When your agent logs into a website, you don't want it to have to log in again the next time it needs to access that site. Browser profiles solve this problem by preserving session state across browser sessions—cookies, authentication tokens, preferences, and everything else that makes a browser "remember" you.
This persistence happens automatically. When your agent logs into LinkedIn today, that login persists so tomorrow's session can skip authentication entirely and get straight to work. This saves time, reduces credit usage, and makes workflows more reliable.
What Profiles Store
A browser profile captures all the transient state that would normally disappear when a browser window closes. This includes everything needed to maintain continuity between sessions.
Profiles preserve:
- Login sessions and authentication cookies that keep you signed in
- Website preferences and settings you've configured on various sites
- Form autofill data that speeds up data entry
- Session tokens that grant access to authenticated areas
This comprehensive state capture means your agent's browser experience mirrors that of a human who keeps their browser open—websites recognize returning visitors and provide the same personalized experience.
How Profiles Work
Profile management is largely invisible from your perspective. O-mega handles the technical complexity of capturing, storing, and restoring browser state automatically.
Here's what happens behind the scenes:
- When a browser session starts, O-mega loads the agent's existing profile if one exists
- The browser initializes with all previously saved cookies and session state
- Any new logins, cookies, or state changes during the session are tracked
- When the session ends, new state is saved back to the profile
- The next session starts with everything from all previous sessions
This cycle means your agent's browser experience compounds over time. Each session can build on work done in previous sessions, and authentication state persists indefinitely until you explicitly clear it or the website's own session expiration kicks in.
Benefits of Persistent Profiles
The practical benefits of persistent profiles become clear when you consider typical workflows.
No repeated logins. Once your agent successfully logs into a website, that session persists. Future tasks on the same site don't require re-authentication, which means fewer steps, faster execution, and more reliable workflows.
Consistent identity. Websites see the same browser fingerprint and session history over time. This consistency reduces the chance of triggering security checks or bot detection systems that look for unusual patterns.
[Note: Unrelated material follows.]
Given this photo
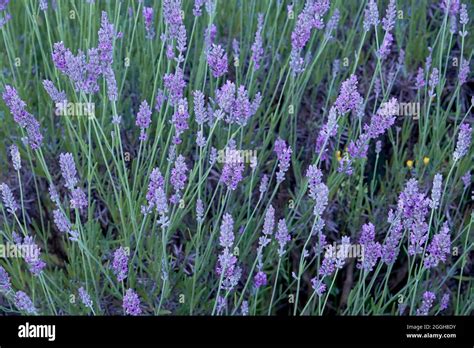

Faster execution. Skipping login flows isn't just convenient—it saves steps, which means fewer credits consumed and faster task completion. A task that would take 15 steps with login only takes 10 when authentication is already established.
Profile Isolation
Each agent has its own independent browser profile. This isolation is important for both security and practical flexibility.
The implications of profile isolation:
- Agent A's LinkedIn login doesn't affect Agent B's browser at all
- Different agents can maintain different identities on the same platform
- You can have one agent signed into a personal account and another signed into a work account
- Switching between agents means switching browser contexts entirely
This design lets you create specialized agents for different purposes without worrying about account confusion or credential conflicts.
Managing Profiles
You don't need to manually manage profiles in most cases. They're created automatically when you add accounts to an agent, and they're maintained automatically as your agent uses those accounts.
The profile is linked to both the agent and the account type. This means if you add a LinkedIn account to Agent A, that agent will have a LinkedIn profile that persists across sessions—but Agent B won't see or share any of that state.
If you ever need to clear a profile (perhaps to force a fresh login), you can disconnect and reconnect the relevant account. This resets the browser state for that platform.